Así, ingresando a http://www.revistapelo.com.ar/se puede acceder a todos los números y posters disponibles,  para recorrerlos año por año, y número por número,  con la guía adicional  de una descripción que reconstruye el contenido de cada edición, y sorprendernos con entrevistas icónicas y legendarias a artistas como Ian Anderson o John Lennon, junto a toda la generación del BARock, pero también a partir de otras categorías como artistas, colaboradores, discos, o eventos.

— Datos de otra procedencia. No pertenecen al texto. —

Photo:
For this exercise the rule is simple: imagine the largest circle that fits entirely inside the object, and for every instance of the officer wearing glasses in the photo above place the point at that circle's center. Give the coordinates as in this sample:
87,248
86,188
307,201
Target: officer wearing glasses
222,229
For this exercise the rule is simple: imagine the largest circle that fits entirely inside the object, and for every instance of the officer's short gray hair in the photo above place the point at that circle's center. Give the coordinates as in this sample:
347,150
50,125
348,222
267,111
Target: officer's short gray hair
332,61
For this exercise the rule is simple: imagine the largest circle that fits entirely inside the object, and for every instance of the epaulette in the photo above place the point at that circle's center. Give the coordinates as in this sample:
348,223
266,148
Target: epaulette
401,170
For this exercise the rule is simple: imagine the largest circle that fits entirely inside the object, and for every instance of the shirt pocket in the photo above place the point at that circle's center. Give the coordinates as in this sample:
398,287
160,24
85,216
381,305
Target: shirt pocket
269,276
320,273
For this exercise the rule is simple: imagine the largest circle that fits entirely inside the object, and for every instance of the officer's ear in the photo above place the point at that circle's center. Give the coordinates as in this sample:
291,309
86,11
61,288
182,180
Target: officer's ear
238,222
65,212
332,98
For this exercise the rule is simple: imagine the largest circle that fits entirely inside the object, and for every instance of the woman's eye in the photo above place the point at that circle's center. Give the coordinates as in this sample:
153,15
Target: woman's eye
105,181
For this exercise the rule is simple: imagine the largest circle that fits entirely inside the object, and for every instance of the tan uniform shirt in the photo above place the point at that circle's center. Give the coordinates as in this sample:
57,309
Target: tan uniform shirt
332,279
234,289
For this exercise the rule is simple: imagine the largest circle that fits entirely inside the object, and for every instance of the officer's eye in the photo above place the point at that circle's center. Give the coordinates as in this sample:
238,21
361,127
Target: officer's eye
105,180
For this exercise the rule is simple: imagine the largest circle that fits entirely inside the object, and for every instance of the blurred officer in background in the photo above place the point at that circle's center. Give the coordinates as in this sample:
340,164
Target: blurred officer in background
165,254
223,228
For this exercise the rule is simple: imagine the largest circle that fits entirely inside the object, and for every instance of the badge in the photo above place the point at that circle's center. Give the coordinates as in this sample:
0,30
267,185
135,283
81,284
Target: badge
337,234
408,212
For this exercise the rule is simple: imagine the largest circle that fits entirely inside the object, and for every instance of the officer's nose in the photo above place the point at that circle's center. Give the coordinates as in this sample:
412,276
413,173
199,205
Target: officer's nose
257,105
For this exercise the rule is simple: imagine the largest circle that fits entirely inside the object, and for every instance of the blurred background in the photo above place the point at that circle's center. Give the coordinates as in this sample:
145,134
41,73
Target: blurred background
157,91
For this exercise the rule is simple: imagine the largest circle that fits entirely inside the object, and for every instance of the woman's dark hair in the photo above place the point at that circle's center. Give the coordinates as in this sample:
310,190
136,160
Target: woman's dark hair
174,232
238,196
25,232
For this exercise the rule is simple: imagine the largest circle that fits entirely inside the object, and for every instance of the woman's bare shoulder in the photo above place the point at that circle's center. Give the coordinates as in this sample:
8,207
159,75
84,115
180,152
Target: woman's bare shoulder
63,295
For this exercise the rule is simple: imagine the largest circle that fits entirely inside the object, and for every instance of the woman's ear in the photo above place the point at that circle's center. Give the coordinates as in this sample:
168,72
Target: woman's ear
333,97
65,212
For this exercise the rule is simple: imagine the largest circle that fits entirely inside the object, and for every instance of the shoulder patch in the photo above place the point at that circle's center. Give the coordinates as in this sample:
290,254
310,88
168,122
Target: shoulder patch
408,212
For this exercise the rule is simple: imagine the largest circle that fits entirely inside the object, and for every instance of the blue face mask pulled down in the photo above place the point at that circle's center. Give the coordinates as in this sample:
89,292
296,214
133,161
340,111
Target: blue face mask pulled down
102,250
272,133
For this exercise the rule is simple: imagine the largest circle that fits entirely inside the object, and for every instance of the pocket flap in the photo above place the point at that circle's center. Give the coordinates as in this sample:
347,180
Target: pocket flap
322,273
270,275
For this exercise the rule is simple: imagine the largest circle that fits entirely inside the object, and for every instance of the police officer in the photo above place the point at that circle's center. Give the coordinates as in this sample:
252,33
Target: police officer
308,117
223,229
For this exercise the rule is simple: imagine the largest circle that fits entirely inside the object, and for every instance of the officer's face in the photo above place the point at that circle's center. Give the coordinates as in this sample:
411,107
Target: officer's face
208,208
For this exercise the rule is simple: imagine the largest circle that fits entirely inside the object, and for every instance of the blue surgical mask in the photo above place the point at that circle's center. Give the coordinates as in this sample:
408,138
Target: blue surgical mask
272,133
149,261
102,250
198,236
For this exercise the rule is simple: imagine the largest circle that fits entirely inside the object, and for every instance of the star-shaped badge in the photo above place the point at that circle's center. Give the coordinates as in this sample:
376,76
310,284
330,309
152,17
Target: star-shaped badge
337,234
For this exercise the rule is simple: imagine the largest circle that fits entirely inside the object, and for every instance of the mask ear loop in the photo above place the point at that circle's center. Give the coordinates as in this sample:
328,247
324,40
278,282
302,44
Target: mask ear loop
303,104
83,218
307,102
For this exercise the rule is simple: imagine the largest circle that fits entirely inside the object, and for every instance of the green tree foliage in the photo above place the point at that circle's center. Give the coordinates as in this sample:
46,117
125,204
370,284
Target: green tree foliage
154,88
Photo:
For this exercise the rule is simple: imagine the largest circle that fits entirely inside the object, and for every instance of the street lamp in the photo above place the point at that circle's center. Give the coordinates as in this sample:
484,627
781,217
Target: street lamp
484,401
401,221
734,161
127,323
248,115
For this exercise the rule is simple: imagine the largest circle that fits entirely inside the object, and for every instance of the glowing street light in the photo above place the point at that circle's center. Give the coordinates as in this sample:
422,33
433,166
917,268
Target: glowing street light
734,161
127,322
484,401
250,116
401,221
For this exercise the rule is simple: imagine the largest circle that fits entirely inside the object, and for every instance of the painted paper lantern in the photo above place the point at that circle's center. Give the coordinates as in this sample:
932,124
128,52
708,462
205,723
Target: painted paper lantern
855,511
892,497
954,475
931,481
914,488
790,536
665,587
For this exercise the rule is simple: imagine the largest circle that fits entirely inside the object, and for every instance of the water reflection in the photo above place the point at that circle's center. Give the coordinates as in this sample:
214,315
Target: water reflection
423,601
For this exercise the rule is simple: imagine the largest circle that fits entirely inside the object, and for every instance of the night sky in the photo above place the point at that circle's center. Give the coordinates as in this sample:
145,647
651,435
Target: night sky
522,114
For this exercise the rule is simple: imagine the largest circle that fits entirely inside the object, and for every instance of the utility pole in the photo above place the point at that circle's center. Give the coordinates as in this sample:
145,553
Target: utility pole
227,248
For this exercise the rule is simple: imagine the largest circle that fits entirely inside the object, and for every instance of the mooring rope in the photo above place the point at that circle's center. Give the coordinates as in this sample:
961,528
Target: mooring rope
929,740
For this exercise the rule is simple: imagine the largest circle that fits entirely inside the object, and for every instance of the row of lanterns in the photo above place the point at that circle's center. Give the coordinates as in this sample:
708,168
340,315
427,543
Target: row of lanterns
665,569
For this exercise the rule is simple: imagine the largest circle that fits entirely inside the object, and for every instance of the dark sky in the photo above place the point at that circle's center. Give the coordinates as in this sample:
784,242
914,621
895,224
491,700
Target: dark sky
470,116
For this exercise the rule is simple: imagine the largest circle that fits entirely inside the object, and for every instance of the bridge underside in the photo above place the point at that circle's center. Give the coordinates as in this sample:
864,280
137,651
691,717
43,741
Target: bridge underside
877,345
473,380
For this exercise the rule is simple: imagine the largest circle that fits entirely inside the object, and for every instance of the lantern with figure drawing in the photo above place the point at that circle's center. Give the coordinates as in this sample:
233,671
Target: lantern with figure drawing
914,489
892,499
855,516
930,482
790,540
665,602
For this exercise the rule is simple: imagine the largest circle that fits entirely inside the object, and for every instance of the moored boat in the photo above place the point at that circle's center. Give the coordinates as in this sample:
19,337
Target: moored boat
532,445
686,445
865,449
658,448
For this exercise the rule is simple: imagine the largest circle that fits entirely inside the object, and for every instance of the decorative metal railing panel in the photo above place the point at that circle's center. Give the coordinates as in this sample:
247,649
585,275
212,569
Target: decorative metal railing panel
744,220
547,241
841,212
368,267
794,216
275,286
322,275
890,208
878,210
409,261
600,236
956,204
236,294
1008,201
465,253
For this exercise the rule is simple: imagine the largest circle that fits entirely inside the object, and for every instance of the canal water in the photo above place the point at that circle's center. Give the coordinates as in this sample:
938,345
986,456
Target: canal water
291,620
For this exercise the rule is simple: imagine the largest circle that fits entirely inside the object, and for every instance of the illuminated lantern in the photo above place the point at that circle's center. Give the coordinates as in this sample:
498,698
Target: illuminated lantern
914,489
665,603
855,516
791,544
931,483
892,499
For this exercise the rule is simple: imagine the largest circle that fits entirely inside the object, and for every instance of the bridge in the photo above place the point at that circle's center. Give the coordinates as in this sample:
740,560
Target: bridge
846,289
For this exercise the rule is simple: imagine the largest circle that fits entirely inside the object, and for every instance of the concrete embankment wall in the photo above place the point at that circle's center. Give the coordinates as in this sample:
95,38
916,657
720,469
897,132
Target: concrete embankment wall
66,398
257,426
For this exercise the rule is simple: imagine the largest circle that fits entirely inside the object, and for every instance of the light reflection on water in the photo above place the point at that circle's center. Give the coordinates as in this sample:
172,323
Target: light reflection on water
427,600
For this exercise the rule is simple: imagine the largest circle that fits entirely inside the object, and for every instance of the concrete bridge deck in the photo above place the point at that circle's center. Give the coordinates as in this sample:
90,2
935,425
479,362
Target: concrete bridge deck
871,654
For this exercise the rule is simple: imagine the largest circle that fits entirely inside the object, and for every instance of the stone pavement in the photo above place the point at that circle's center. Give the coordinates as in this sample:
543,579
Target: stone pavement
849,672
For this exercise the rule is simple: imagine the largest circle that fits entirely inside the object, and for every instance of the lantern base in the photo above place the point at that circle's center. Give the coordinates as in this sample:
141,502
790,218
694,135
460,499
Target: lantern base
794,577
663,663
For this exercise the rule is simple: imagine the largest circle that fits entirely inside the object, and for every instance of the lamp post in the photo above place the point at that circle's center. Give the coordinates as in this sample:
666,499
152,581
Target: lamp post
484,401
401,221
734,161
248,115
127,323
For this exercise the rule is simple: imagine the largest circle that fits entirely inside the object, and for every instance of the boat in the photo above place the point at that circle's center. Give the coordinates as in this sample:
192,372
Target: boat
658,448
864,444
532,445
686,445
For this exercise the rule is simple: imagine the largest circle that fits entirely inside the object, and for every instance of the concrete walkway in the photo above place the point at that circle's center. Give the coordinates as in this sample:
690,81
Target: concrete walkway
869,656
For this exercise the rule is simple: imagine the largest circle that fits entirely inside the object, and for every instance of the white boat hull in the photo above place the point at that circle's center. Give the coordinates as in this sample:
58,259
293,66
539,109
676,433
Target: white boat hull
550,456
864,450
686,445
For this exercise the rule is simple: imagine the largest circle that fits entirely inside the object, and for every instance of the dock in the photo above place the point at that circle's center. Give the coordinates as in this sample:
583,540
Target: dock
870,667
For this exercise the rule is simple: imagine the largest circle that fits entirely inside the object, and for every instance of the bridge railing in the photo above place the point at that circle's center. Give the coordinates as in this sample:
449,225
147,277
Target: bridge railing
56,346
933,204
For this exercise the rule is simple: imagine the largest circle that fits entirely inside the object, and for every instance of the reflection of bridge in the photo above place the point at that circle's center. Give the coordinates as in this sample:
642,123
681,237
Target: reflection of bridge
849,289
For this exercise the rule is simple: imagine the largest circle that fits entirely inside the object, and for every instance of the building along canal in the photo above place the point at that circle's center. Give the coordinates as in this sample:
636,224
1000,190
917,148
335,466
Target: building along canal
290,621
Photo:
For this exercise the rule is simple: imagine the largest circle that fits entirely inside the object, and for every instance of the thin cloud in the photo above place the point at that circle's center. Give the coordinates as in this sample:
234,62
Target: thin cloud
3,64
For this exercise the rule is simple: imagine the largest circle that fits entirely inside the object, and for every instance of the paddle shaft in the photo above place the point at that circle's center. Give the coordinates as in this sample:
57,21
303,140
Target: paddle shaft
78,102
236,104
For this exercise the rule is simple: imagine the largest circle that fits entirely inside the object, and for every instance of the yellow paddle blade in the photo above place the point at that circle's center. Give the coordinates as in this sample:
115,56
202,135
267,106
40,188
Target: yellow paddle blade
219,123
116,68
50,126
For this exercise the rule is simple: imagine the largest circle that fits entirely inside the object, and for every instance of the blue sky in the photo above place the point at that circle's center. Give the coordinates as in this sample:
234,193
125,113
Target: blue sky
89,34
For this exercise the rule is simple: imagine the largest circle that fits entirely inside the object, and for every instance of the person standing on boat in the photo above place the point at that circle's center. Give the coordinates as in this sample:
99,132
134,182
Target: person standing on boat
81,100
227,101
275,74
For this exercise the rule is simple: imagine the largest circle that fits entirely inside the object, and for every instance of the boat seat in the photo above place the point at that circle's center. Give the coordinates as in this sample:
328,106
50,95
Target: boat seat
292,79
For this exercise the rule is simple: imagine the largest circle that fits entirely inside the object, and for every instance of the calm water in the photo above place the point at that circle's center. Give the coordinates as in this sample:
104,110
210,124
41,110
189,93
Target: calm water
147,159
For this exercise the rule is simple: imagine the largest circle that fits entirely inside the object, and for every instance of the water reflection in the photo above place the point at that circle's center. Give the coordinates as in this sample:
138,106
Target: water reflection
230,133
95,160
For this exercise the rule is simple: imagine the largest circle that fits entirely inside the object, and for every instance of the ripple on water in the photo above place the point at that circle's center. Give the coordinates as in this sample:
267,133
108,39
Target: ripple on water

“La UNQ tiene un rol pionero en todo lo que significa la modalidad virtual, desde el año 99 tenemos carreras en esa modalidad, por lo que tenemos muy presente la centralidad que posee la ampliación del ejercicio de derechos y de accesos a toda la comunidad, así como la importancia de la construcción con los otros, por eso convocamos desde la web a quienes puedan tener algunos de los materiales faltantes a sumarse y ser parte de este proyecto que ha tenido un impacto sumamente positivo no solo en la comunidad académica, sino en la comunidad en general y en el universo de músicos y editores de revistas”, concluyen desde la Universidad de Quilmes.

¿Por qué Pelo?

Junto al archivo digital, la trastienda de los 30 años de producción de Pelo han quedado documentados en La biblia del Rock, historias de la revista Pelo, (Ediciones B) un interesante libro de Juan Manuel Cibeira, que ofrece una “lectura precisa, entusiasta y nada melancólica de lo que generó la revista”.

En el prólogo de la obra cuenta Ripoll: “Muchos se preguntan hoy cuál es el motivo por el que la revista se llama Pelo. Me pareció que en ese momento era la palabra más contracultural e irritativa y que, por otra parte, significaba la expresión silenciosa y pacífica del deseo de libertad para la expresión y para la individualidad. Tener el pelo largo, o de un modo no convencional, era una forma de resistencia, de decir no, de decir no queremos ser iguales a todo lo instituido”.